Many venture capital houses receive several times more new business proposals than they invest in, yet these many potential entrepreneurs may still have a nugget of an idea for a new business but not be able to shape it in such a way as to attract investors. It is for these that a new patterm of accelerator programme in the UK is emerging.
The aim of these programmes is to help early-stage venturers (entrepreneur clubs are said to be now the largest clubs in UK universities) to develop their capabilities, and hence their propositions, to such an extent that they become investable.
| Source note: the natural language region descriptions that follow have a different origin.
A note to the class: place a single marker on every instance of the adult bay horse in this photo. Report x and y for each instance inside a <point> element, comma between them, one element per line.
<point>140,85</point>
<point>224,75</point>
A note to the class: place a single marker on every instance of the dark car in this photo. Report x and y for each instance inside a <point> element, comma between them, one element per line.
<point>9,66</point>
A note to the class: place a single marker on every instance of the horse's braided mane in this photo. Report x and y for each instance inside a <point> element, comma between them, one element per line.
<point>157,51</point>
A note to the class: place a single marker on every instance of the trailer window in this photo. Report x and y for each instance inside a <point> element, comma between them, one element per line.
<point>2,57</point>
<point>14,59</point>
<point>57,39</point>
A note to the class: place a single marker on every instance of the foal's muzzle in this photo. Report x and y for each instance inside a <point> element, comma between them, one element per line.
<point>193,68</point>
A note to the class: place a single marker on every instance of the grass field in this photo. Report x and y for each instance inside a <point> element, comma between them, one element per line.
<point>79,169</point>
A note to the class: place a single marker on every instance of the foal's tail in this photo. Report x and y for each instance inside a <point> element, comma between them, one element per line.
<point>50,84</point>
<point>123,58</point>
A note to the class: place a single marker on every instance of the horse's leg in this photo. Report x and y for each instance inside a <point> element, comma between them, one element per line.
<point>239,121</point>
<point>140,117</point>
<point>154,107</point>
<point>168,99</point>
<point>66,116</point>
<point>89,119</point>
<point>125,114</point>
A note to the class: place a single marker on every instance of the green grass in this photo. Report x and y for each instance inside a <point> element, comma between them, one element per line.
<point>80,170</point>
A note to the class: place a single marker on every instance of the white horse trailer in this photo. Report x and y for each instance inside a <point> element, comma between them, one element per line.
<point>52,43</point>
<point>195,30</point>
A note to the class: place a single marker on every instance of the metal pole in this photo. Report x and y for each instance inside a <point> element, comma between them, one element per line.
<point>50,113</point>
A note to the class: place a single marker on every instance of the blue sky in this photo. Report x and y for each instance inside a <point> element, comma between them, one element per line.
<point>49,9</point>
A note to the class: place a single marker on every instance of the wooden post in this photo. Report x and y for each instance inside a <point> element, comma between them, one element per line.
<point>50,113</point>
A common pattern is that they are 13-week programmes of learning, based on meeting for a half-day, once a week, sometimes with an added tutorial. Programmes have a thorough selection process – accepting of the order of 10% of applicants. The programme covers the basic subjects entailed by new businesses, especially marketing and finance; they include lectures from experts (preferably people who have ‘been there’ already); part of the session will provide an opportunity for the participants to wrestle together with aspects of their proposition that do not yet work; and they will finish (sometimes in a separate tutorial session) by discussing a key issue and how they will go about addressing it between now and the following week, when they will have to discuss how that process went and what is their new solution to that issue. Alongside the formal part of the learning agenda, a third approach to the learning content is to require participants to exchange their learning experiences by internet; and when they meet to discuss them together.
These programmes finish by providing a forum to which funders have been invited, at which they have an opportunity to pitch for ongoing funding. (Those who run these programmes require in exchange an equity participation of around 5%.) The objective of their founders is commonly to build exponentially a group of people who have ‘been there’ and can help the next cadre of participants to follow in their footsteps (and thus provide a continuing business model for the organisers.)
Of these programmes, some are purely commercial (but may have attracted commercial sponsors), and the participants pay; others (particularly those whose objectives include social benefits) have attracted grant-funding. Some include mentoring; others (notably where radically new approaches are being developed to address social issues) do not – as likely to be too directive.